Günümüzde de bu dengesizliğin kilit noktalarından biri "borçlandırılmış insandır". Ekonomi gibi derinlemesine bilgim olmayan bir alanda ahkam kesmekten çekinerek ve affınıza sığınarak Maurizio Lazzarato'nun "Borçlandırılmış İnsanın İmali" adlı kitabından yola çıkmak suretiyle borcun etik-politik düzlemdeki yerini, soy kütüğünü ve sınıfsal mücadelelerde kendisini neoliberalizm üzerinden yenileyen kapitalist ekonomideki konumuna kısa bir şekilde değinerek hem kitap hakkında özlü bir değerlendirme hem de bir beyin fırtınası yapmaya çalışacağım.

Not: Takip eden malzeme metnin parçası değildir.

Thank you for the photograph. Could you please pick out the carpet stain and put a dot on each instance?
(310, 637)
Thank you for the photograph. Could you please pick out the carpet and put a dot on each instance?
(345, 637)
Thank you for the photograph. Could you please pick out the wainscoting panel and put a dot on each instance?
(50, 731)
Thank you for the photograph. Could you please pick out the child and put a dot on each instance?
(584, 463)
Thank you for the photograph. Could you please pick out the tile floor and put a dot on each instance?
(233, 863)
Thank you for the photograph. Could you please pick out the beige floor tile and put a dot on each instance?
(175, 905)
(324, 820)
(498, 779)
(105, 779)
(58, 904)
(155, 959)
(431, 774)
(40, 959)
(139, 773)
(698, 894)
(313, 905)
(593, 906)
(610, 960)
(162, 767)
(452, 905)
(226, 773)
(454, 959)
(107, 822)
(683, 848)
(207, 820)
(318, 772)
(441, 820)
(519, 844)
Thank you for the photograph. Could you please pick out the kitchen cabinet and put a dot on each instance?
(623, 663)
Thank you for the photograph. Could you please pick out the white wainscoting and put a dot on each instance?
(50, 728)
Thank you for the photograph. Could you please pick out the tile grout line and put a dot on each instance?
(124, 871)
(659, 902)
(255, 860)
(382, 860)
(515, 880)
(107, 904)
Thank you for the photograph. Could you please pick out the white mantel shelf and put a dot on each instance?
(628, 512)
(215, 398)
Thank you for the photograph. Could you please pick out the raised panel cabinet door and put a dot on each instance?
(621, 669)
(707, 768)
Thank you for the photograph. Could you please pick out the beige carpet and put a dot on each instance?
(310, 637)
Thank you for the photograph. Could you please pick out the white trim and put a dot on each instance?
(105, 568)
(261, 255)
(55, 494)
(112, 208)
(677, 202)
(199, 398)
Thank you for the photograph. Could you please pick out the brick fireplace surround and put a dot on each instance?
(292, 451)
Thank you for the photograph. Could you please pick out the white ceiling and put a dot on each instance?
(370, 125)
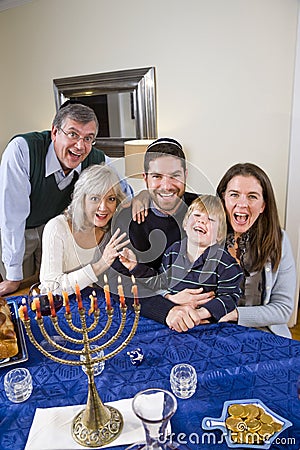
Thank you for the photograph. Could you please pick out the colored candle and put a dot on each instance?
(95, 300)
(134, 290)
(106, 292)
(38, 308)
(78, 296)
(121, 293)
(25, 311)
(92, 307)
(51, 303)
(66, 301)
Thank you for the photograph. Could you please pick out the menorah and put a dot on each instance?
(97, 424)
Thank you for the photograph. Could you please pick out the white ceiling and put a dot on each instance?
(7, 4)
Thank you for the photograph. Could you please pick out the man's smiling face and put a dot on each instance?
(165, 181)
(69, 151)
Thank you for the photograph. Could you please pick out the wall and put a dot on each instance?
(224, 71)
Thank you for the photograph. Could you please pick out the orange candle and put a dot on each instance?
(107, 293)
(66, 302)
(121, 293)
(78, 296)
(24, 307)
(51, 303)
(134, 290)
(95, 300)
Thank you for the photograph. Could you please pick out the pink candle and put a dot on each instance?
(66, 301)
(51, 303)
(25, 311)
(38, 308)
(78, 296)
(95, 300)
(107, 293)
(121, 293)
(134, 290)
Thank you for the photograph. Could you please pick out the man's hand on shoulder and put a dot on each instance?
(8, 287)
(140, 205)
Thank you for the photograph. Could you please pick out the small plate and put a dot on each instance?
(209, 423)
(22, 354)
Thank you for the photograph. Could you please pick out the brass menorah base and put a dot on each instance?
(97, 424)
(102, 435)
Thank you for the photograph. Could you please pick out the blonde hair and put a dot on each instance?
(212, 206)
(96, 179)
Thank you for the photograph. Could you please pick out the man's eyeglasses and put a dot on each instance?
(74, 137)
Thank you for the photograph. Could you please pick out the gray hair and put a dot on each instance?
(78, 113)
(96, 179)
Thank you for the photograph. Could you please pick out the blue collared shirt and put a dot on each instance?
(15, 189)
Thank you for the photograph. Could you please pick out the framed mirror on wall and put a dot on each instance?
(124, 102)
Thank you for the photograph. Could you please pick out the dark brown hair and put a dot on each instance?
(265, 236)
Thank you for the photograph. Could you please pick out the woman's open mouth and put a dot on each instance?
(241, 218)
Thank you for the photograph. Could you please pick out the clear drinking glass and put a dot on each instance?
(18, 385)
(154, 407)
(40, 290)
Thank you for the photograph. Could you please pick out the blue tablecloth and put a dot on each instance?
(232, 363)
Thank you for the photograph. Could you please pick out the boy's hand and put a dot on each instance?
(230, 317)
(128, 258)
(191, 297)
(184, 317)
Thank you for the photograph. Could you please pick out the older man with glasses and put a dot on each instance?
(37, 175)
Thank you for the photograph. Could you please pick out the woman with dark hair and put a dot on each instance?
(256, 240)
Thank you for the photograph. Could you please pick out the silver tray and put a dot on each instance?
(22, 354)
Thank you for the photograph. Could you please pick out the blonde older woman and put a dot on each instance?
(78, 245)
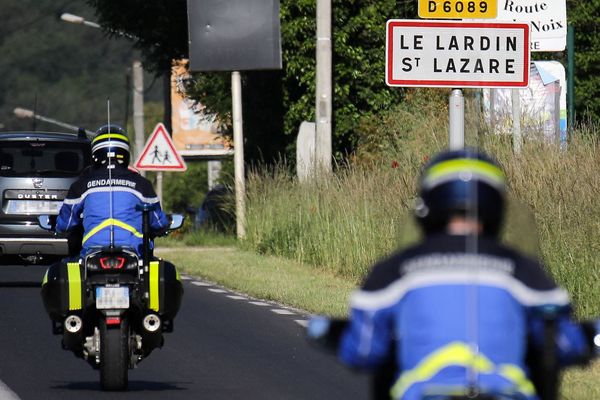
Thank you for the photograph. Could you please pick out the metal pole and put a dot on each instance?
(571, 76)
(214, 170)
(323, 146)
(516, 109)
(159, 185)
(138, 108)
(238, 157)
(457, 120)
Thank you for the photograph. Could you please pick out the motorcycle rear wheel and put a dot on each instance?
(114, 355)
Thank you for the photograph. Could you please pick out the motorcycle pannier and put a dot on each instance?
(63, 290)
(166, 289)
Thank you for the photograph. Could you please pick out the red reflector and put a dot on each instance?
(112, 262)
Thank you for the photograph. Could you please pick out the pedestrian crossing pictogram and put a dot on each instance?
(159, 154)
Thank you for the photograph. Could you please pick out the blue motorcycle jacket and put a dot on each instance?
(455, 320)
(103, 199)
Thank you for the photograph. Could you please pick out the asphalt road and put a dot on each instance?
(224, 346)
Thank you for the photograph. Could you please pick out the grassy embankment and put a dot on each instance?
(334, 229)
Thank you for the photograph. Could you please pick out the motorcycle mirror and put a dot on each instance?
(176, 221)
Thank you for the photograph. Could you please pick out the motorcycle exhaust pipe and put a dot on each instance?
(151, 323)
(73, 324)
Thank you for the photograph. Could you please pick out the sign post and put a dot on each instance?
(457, 55)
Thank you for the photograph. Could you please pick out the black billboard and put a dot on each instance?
(234, 35)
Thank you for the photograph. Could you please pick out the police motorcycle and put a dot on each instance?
(520, 232)
(112, 307)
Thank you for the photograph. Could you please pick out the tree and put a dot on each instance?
(276, 102)
(63, 71)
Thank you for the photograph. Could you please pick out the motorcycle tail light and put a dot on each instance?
(112, 262)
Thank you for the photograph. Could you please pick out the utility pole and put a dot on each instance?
(138, 108)
(238, 156)
(323, 146)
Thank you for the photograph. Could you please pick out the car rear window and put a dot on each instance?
(41, 158)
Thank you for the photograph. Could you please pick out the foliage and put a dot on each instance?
(64, 71)
(276, 102)
(345, 223)
(159, 28)
(585, 18)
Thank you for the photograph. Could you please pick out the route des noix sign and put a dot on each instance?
(458, 9)
(457, 54)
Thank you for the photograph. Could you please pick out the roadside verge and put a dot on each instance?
(265, 277)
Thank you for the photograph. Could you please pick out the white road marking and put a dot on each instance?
(259, 303)
(282, 312)
(197, 283)
(237, 297)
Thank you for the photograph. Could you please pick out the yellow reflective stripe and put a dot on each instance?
(74, 276)
(110, 136)
(459, 354)
(154, 280)
(45, 280)
(107, 223)
(516, 375)
(466, 165)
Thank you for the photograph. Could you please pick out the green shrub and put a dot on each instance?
(344, 223)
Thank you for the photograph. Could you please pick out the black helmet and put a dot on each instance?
(111, 144)
(461, 182)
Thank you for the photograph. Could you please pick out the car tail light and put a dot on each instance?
(112, 262)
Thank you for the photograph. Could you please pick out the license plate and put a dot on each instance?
(112, 298)
(29, 207)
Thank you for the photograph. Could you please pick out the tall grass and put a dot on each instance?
(345, 222)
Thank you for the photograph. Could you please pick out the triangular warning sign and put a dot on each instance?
(159, 154)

Öncelikle yazıya ilk girişi iktidar ilişkileri üzerinden yapmamın arka planında Lazzarato'dan esinlendiğim borcun evrensel bir iktidar ilişkisi olduğu izlenimi vardır. Çünkü onun tabiriyle bu herkesi kapsar: kredi almak için fazla fakir olanlar dahil kamu borçlarının ödenmesi üzerinden alacaklılara faizleri ödemek zorundadır; bir refah-devletine kavuşmak için fazla yoksul olan ülkeler bile borçlarını geri ödemekle yükümlüdür.
Toplum kamusal borç üzerinden bir şekilde borçlandırılmakta ve bu borçlandırma gelecek nesillere de aktarılarak devam etmektedir. Bu, işin bireysel olarak bizi aşan boyutuyla alakalı kısmıdır. Bunun yanı sıra tüketim, çoğu zaman kendi tercihimizle kullandığımız kredi kartlarıyla ödenen gündelik malların alınmasında bile borçla işlemektedir. Yazarın D.Plihon'dan alıntıladığı gibi kredi kartı , onu taşıyan kişiyi daima borçluya, hayat boyu "borçlandırılmış insana" dönüştürmenin en basit yoludur.

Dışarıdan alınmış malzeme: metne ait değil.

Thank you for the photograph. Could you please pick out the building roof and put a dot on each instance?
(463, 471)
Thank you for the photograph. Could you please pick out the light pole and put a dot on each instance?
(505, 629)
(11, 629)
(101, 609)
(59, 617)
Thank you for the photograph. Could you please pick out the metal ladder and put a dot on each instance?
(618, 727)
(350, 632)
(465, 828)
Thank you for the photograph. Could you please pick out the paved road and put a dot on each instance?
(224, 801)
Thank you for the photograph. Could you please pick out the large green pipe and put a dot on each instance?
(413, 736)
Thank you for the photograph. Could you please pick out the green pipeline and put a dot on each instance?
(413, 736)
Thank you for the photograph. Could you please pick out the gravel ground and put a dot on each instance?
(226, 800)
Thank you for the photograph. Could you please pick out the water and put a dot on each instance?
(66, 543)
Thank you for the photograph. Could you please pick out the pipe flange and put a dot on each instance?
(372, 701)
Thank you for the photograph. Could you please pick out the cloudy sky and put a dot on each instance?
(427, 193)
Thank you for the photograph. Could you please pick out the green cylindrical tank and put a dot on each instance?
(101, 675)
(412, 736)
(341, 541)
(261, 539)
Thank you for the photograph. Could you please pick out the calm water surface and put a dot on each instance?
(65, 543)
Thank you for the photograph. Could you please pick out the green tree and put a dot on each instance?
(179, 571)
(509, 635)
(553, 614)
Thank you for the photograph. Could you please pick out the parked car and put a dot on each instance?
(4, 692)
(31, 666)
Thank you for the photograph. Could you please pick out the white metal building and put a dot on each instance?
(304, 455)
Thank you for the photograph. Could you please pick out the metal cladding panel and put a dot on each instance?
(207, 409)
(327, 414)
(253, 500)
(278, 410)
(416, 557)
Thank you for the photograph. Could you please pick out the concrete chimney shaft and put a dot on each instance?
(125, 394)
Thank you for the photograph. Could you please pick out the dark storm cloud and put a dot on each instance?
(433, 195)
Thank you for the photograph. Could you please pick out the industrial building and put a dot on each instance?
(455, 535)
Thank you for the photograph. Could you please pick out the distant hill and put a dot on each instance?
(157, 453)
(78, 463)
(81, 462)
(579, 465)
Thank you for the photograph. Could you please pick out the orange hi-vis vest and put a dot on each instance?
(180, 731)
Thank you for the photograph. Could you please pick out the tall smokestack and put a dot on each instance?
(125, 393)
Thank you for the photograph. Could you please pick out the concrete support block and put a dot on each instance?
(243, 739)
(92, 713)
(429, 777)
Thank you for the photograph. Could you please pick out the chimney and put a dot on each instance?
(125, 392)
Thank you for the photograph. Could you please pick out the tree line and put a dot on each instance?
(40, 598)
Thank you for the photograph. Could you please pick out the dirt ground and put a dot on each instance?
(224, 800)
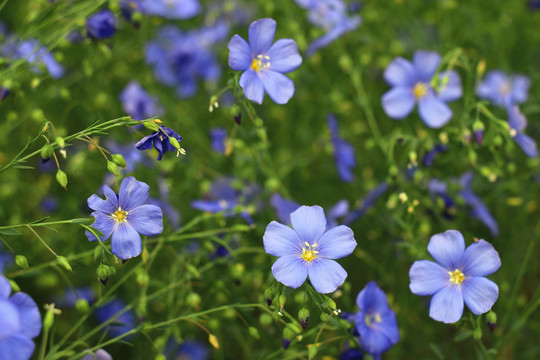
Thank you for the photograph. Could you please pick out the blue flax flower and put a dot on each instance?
(503, 90)
(160, 141)
(307, 250)
(412, 83)
(458, 276)
(125, 216)
(375, 321)
(263, 63)
(20, 322)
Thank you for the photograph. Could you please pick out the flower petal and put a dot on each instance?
(309, 223)
(433, 111)
(281, 240)
(284, 56)
(252, 86)
(261, 35)
(336, 243)
(398, 102)
(326, 275)
(132, 193)
(480, 259)
(427, 278)
(125, 242)
(447, 305)
(290, 271)
(239, 54)
(279, 87)
(146, 219)
(447, 249)
(479, 294)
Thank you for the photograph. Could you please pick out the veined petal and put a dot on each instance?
(479, 294)
(433, 111)
(281, 240)
(427, 278)
(326, 275)
(284, 56)
(279, 87)
(309, 223)
(290, 271)
(146, 219)
(261, 35)
(336, 243)
(252, 86)
(480, 259)
(125, 242)
(447, 249)
(398, 102)
(239, 54)
(447, 305)
(132, 193)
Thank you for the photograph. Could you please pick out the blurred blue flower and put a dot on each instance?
(101, 25)
(503, 90)
(518, 123)
(263, 63)
(375, 321)
(343, 151)
(308, 249)
(412, 83)
(160, 141)
(138, 103)
(20, 322)
(124, 217)
(458, 276)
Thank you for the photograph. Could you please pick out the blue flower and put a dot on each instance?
(160, 141)
(307, 250)
(263, 63)
(343, 151)
(124, 217)
(20, 322)
(458, 276)
(138, 103)
(412, 83)
(375, 321)
(503, 90)
(518, 123)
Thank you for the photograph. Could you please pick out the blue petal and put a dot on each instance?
(480, 259)
(479, 294)
(398, 102)
(290, 271)
(447, 305)
(281, 240)
(125, 242)
(279, 87)
(309, 223)
(252, 86)
(261, 35)
(447, 249)
(239, 54)
(284, 56)
(427, 278)
(132, 193)
(433, 111)
(326, 275)
(336, 243)
(29, 314)
(146, 219)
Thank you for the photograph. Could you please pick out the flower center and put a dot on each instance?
(120, 215)
(261, 62)
(308, 252)
(456, 276)
(420, 90)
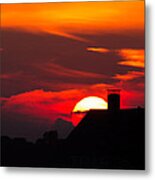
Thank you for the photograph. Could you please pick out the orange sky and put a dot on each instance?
(67, 19)
(55, 54)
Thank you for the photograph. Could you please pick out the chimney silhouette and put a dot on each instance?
(113, 99)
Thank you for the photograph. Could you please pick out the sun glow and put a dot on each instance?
(91, 102)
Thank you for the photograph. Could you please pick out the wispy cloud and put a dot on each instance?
(129, 76)
(67, 72)
(132, 57)
(98, 49)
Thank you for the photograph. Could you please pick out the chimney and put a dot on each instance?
(113, 99)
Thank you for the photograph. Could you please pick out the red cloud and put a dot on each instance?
(132, 57)
(129, 76)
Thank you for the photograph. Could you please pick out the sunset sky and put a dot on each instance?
(55, 54)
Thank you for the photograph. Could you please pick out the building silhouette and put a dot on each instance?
(106, 139)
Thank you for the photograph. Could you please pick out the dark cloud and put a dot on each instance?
(30, 61)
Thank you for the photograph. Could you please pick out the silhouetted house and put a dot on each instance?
(113, 137)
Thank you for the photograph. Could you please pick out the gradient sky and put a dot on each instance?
(55, 54)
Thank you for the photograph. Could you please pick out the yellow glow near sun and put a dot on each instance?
(91, 102)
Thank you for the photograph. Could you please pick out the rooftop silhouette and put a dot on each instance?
(109, 139)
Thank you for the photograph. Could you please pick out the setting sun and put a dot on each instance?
(91, 102)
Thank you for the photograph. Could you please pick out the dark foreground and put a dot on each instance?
(103, 139)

Burada önemli bir ayrıntıyı paylaşmak isterim. Yazar kitabında kapitalizmin ne olduğunu tanımlamaz çünkü kapitalizm hep oluş halindedir. Belli bir sistematik yapısı yoktur.
Burada yakalamamız gereken nokta onun nasıl işlediğidir. Bu sebeple ki, iktidar ilişkilerini hem tarihsel hem pragmatik açıdan okuyarak kapitalizmin işleyişindeki davranış kalıplarını anlayabiliriz. Bununla birlikte yazarın da sıklıkla belirttiği gibi diyebiliriz ki: kapitalizme sanayi, finans, devlet ya da bilgi üretimi gibi bir temel aramak faydasızdır. Çünkü iktidar ilişkilerinin kendisinden türeyebileceği tek bir merkez yoktur. Ekonomik, politik ve sosyal farklı güç aygıtları (dispositif) vardır ve her biri kendi özgül stratejisi ile yönetilenler üzerinde "boyun eğdirme", yazarın deyimiyle tabiiyet oluşturmaya çalışır. Borç ekonomisi denilen şey ise yazarın vurgulayarak kast ettiği bu çokluğu bir arada tutan düzenlemedir.

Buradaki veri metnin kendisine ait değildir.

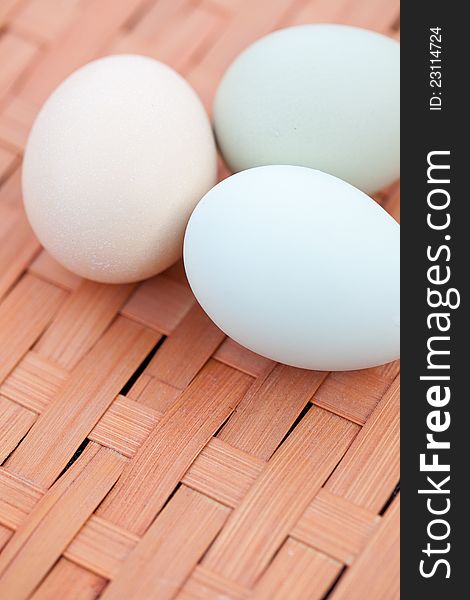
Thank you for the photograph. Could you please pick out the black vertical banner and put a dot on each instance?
(435, 436)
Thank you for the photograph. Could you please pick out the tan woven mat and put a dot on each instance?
(144, 455)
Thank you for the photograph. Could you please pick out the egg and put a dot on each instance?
(117, 159)
(319, 96)
(297, 266)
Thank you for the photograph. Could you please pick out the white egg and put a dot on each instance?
(319, 96)
(297, 266)
(116, 161)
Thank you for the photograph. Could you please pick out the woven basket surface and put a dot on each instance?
(144, 454)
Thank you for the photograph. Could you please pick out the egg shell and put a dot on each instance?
(319, 96)
(297, 266)
(117, 159)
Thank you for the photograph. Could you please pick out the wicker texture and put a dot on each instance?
(145, 455)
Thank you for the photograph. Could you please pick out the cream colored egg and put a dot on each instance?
(117, 159)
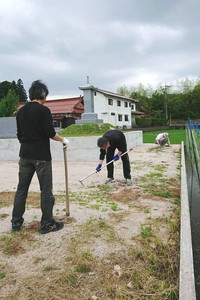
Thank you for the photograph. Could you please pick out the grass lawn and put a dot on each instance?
(176, 136)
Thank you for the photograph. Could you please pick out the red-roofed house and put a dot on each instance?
(64, 111)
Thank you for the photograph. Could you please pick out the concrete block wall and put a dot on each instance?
(80, 148)
(8, 127)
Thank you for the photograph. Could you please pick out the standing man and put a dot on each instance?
(34, 130)
(108, 143)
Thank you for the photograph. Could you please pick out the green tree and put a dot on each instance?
(8, 105)
(20, 91)
(18, 88)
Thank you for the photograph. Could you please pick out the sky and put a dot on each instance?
(114, 42)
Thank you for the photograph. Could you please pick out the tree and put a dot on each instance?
(20, 91)
(18, 88)
(9, 104)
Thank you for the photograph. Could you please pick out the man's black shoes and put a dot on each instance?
(51, 227)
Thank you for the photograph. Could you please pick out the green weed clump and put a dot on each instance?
(176, 136)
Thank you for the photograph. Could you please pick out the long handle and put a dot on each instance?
(66, 181)
(81, 181)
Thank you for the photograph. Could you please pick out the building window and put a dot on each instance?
(110, 101)
(119, 117)
(126, 118)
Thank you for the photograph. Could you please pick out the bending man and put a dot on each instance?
(108, 143)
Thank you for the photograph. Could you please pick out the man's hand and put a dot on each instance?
(116, 157)
(98, 168)
(65, 143)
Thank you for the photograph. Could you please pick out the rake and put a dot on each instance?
(81, 181)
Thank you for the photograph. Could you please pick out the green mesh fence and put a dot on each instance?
(193, 145)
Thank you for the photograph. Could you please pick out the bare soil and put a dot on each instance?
(36, 266)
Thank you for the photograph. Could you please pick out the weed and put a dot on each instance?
(146, 231)
(83, 268)
(2, 275)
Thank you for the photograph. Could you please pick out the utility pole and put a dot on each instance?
(166, 104)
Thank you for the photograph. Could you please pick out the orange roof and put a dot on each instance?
(64, 106)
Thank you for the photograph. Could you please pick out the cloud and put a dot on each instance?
(114, 42)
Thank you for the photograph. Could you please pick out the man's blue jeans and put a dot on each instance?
(27, 168)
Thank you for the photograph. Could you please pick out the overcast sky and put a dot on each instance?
(114, 42)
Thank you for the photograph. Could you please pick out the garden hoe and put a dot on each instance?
(66, 180)
(81, 181)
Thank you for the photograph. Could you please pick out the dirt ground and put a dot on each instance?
(124, 209)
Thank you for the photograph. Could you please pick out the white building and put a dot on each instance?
(101, 106)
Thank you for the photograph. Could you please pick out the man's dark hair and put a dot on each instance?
(38, 90)
(102, 142)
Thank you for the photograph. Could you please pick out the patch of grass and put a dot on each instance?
(83, 268)
(146, 231)
(15, 243)
(89, 129)
(2, 275)
(96, 197)
(176, 136)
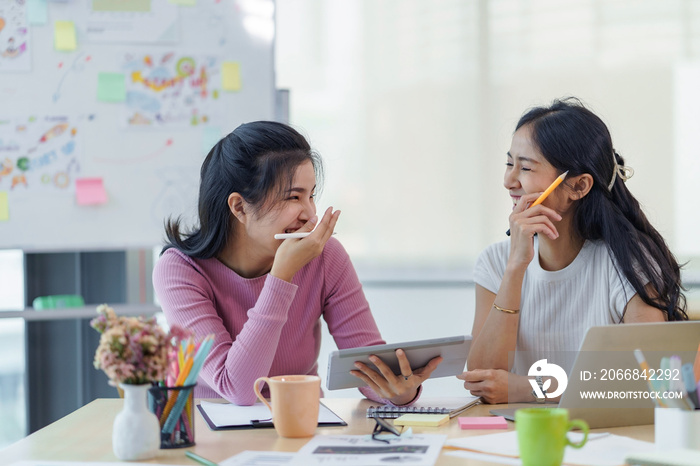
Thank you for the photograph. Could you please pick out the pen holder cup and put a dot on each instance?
(676, 428)
(174, 407)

Yazarın anlatımındaki kanımca en ilginç olan noktası ise Nietzsche'nin Deleuze ve Guattari yorumu üzerinden borcun soy kütüğüne yönelik politik ve ahlaki (etik) bir arka planına değinmesiydi. Bu politik-etik kısma değinmeden önce, yazarın Deleuze'un yorumuna başvurarak Nietzsche'nin toplumsal örgütlenmeyi değiş-tokuşta değil, kredide görmesi ilkel ekonomiye(!?) farklı bir bakış açısı getirmesi açısından ufuk açıcıydı. Fakat bu önermede tam olarak değiş-tokuşu yok saymaktan ziyade değiş-tokuşun eşitlik mantığına göre değil, dengesizlik ve "gücün ayrımsallığı" mantığına göre işlediğini belirtmek gerek.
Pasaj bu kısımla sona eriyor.